金沢寿美(1979年兵庫県生まれ)は、「個と集団」をテーマに、その両者を行き来するようにして生まれる“間にある世界”を壮大なインスタレーションによって表現してきた。近年は新聞紙の一部を残して鉛筆で塗りつぶしたものをつなぎ合わせたインスタレーションも発表している。2005年に京都精華大学大学院芸術研究科修士課程を修了。在日韓国人三世として育った金沢は、日本と韓国の企画展やレジデンスプログラムで作品を多数発表しており、2013年と2014年には北朝鮮に最も近い島で知られるペンニョン島に滞在し、実際の鉄条網を使ったプロジェクト作品を発表している。
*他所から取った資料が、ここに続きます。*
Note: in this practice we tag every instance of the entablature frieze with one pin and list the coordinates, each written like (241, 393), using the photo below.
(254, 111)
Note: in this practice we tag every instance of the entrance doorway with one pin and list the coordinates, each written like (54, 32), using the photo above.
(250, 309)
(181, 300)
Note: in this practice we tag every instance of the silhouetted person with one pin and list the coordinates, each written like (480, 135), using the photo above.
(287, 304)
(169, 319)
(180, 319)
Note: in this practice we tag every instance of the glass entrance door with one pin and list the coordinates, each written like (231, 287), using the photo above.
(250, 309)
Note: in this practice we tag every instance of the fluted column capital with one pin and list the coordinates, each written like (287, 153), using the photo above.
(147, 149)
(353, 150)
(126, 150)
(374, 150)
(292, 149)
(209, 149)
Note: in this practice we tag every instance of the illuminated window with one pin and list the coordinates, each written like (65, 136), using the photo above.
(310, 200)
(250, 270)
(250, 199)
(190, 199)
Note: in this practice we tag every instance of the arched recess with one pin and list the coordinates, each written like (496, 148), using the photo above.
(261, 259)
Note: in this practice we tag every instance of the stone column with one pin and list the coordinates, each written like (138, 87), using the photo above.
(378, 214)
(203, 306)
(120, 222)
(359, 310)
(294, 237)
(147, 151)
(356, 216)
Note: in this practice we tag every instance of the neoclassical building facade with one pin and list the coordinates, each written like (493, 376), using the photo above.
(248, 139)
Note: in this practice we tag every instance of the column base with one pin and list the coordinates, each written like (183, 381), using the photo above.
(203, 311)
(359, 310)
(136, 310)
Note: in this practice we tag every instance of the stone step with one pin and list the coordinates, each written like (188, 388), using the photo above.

昨年は森美術館の「地球がまわる音を聴く:パンデミック以降のウェルビーイング」に出品。2023年にはロンドンの大和日英基金 大和ジャパンハウスで個展「Erase and See」を開催している。

 


金沢寿美《新聞紙のドローイング》2021年 撮影:木奥惠三 公益財団法人現代芸術振興財団


金沢寿美《新聞紙のドローイング》(部分)2022年 森美術館

 

ソー・ソウエン(1995年福岡県生まれ)は、大学在学中から一貫して、自己を成り立たせる「身体」や「他者」、「記憶」への関心を軸に、絵画制作を探究している。2020年に桑園創よりソー・ソウエン(Soh Souen)に名義を変更。近年の主な展覧会に「Your Body is the Shoreline」(√K Contemporary、東京、2023)、「ソ―・ソウエン『絶えず壊れてきたし、壊れ続けている(壊れてはいない)』」(rin art association、群馬、2023)、 「第17回福岡アジア美術館アーティストイン・レジデンスの成果展 2022 境界を縁どるー石、呼吸、埋立地」(福岡アジア美術館7階アートカフェ/ロビー他、福岡、2022)などがある。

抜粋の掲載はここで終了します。